Angeles Crest Highway – Our Backyard Paradise
One of my favorite drives is to climb up Angeles Crest Highway from La Cañada and explore some of the most spectacular scenery in Southern California. Any visitor from out of town, any dynamics in the weather – heck, any couple of free hours – provides an excuse to wander up the twisting Highway 2. The miles of scenic roadway are cut through the solid (and not so solid) granite of a dynamic mountain range that is among the fastest growing and fastest eroding mountains in the world. It has side roads that take drivers across the great San Andreas Fault to I-15 in the Cajon Pass, to the flat baking deserts of the Mojave, up to Mt. Wilson where the fundamental discoveries were made about the origins of the universe, and down through Big Tujunga Canyon, rich in the western lore of bandits and gold mines.
The history of the highway really dates back to pre-history, when the Indian villages in the L.A. area sent regular trading parties across the San Gabriels (where Angeles Crest and Angeles Forest Highways run today) with soapstone and shells for barter with tribes as far east as the Mississippi.
The first attempt to build a “modern” road across the mountains came in 1873. Speculators trying to build a wagon route to transport the silver ingots coming out of the Cerro Gordo mines in the Owens Valley drove a wagon road from Los Angeles, up Verdugo Canyon, across La Cañada, and up the west side of the Arroyo Seco. They abandoned the effort after cutting their way about 10 miles up the mountain, roughly paralleling today’s Angeles Crest Highway. Portions of that old “ghost road” can still be glimpsed from Highway 2.
Angeles Crest Highway as we know it today was first conceived by Pasadena boosters in the early ‘teens as both a tourist attraction and as a fire-fighting aid. In 1915 the Automobile Club hired surveyors to begin laying out a highway from the Arroyo Seco to the Cajon Pass. WWI stalled the mapping project and it was only worked on sporadically through the 1920s. However, big forest fires in 1919 and 1924 showed the urgent utilitarian need for the highway. Finally in 1929, just in time for the Great Depression, the first contract was awarded for actual road construction, a whopping 2½-mile dirt stretch from La Cañada. It was at the opening of this short stretch that Forest Supervisor Mendenhall suggested the name “Angeles Crest Highway” for the future road. Depression economics slowed progress and by 1932, only 10 miles of unpaved road had been hacked and blasted up the steep mountainside.
It was grueling, backbreaking work, often dangerous, with lots of dynamite used on unstable, nearly vertical slopes. Hundreds of unemployed men were brought in and housed at camps along the way. Companies of prison inmates also joined the hazardous work. By 1939, the road reached Chilao and the hermit hideaway of Newcomb’s Ranch.
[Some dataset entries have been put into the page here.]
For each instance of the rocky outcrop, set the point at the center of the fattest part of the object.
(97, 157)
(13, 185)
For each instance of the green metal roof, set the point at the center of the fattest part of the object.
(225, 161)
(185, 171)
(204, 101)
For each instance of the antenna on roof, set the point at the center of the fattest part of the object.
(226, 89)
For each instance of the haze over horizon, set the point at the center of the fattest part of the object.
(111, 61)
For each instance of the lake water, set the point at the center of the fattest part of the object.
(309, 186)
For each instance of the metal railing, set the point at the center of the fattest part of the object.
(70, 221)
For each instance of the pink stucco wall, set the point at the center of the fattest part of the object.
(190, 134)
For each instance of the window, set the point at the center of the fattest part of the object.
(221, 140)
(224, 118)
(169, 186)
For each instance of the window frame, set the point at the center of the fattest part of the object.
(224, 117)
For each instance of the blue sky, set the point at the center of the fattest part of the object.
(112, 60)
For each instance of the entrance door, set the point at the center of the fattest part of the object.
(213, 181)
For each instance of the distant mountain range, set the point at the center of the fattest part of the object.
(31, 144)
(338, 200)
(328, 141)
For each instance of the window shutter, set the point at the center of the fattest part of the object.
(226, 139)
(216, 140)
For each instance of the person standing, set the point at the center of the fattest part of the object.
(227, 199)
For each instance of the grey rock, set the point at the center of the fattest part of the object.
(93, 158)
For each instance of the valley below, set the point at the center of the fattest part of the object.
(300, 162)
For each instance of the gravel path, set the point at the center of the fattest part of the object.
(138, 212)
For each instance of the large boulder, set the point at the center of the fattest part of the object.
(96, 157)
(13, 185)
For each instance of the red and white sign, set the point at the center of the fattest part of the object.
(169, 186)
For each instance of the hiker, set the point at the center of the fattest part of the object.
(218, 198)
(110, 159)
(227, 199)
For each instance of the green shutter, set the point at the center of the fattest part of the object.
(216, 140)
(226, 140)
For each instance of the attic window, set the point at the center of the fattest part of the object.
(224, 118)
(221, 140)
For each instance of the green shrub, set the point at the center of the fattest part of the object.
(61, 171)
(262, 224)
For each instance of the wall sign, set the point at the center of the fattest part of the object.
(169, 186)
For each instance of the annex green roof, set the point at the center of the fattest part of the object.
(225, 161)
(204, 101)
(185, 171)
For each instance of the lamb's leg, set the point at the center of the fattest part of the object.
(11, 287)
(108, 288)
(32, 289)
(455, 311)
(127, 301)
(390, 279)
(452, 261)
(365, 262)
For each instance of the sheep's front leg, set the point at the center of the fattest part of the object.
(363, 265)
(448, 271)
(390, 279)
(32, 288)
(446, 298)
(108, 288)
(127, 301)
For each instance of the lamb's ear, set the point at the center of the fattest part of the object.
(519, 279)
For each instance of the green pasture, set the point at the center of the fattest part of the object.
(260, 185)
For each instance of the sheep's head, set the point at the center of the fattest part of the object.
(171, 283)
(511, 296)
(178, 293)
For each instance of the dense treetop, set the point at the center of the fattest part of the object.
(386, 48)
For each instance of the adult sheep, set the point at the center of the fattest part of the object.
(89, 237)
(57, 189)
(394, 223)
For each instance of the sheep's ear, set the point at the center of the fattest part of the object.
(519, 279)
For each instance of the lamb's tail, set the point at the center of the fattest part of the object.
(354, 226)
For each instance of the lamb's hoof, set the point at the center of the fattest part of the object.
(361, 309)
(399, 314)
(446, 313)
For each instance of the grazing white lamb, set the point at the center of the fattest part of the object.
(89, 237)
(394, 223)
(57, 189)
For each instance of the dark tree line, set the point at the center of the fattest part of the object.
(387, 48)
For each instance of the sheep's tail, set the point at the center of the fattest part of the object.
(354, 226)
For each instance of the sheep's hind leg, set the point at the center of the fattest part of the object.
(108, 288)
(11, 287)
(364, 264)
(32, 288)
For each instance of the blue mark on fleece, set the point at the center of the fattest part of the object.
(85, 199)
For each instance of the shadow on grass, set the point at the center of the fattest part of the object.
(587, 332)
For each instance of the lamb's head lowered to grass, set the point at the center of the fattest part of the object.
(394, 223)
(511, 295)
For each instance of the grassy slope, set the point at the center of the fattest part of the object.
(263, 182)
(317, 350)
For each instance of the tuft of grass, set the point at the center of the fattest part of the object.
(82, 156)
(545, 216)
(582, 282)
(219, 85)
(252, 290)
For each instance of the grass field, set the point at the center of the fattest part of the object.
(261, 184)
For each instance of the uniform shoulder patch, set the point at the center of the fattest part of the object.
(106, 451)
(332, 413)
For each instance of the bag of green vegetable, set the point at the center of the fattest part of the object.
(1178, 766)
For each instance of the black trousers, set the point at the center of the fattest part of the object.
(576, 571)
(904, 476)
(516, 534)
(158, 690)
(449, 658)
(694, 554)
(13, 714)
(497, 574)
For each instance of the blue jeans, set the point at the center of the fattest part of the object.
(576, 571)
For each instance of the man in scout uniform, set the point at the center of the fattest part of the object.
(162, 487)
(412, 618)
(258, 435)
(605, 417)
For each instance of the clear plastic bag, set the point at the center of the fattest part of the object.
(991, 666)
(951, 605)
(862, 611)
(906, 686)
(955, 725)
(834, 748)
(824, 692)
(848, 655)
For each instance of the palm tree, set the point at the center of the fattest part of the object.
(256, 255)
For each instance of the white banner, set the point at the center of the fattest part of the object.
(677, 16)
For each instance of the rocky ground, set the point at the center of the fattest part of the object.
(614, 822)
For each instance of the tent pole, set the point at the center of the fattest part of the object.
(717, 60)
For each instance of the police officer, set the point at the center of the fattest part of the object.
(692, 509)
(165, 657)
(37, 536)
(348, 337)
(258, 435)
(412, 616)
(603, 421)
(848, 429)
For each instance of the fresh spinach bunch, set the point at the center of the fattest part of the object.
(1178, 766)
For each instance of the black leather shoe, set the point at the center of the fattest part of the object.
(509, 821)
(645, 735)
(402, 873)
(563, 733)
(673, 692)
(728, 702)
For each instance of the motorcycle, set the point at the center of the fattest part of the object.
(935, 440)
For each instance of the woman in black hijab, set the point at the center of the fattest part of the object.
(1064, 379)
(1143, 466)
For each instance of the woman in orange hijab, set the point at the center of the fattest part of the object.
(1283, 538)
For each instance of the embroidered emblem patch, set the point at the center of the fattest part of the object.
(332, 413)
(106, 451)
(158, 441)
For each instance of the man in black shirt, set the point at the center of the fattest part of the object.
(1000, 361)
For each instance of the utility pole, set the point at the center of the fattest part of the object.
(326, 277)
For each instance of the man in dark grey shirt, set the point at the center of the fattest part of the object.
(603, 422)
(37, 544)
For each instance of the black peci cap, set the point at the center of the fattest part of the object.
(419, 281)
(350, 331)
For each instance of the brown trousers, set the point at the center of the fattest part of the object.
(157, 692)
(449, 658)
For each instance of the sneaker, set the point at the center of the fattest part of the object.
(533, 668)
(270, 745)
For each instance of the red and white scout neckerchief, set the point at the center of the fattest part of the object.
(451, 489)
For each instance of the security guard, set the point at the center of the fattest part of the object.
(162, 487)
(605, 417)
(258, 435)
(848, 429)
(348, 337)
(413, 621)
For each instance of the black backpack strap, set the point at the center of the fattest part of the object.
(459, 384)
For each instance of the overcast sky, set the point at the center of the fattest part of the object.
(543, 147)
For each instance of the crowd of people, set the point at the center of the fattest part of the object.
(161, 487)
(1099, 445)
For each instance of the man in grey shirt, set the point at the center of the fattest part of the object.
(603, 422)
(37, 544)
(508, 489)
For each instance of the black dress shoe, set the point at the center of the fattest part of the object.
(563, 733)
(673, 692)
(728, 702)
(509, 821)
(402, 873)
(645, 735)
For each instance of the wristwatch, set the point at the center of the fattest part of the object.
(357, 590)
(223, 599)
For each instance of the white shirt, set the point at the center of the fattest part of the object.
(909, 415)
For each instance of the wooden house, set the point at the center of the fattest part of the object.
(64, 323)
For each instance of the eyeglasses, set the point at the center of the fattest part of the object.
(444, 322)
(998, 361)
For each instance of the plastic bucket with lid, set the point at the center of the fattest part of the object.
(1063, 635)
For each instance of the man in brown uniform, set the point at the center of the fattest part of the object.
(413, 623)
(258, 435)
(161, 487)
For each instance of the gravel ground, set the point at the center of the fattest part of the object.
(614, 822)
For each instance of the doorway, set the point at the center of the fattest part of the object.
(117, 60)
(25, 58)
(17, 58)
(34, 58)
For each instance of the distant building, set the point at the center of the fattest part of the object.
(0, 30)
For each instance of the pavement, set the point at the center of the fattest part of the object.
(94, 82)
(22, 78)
As cars and people showed up there following the road’s progress, old Louis Newcomb left in disgust after living there since 1890.
“They ruined the place!” he declared, and left the now thriving Newcomb’s Ranch Inn.
Work on the road paused for WWII as men went off for war, although prison crews continued to chip away at the granite. In 1945 the men and machines returned for the last and perhaps hardest section – climbing Dawson’s Saddle at nearly 8,000 feet, and winding around Mount Badin-Powell. In the early ‘50s they busted into Wrightwood – literally – knocking down a too narrow stone archway that had been built across the road at the Wrightwood Lodge. On Nov. 8, 1956 the ribbon was cut opening the Angeles Crest Highway in its entirety from La Cañada to Cajon Pass.
It’s a road through an untamed wilderness, and so has been temporarily closed many times for fires and floods, snow and ice, car crashes and murder investigations. I think it’s still closed right now because of a rockslide.
But we’re privileged to live at the highway’s base, giving us constant access to a wilderness paradise.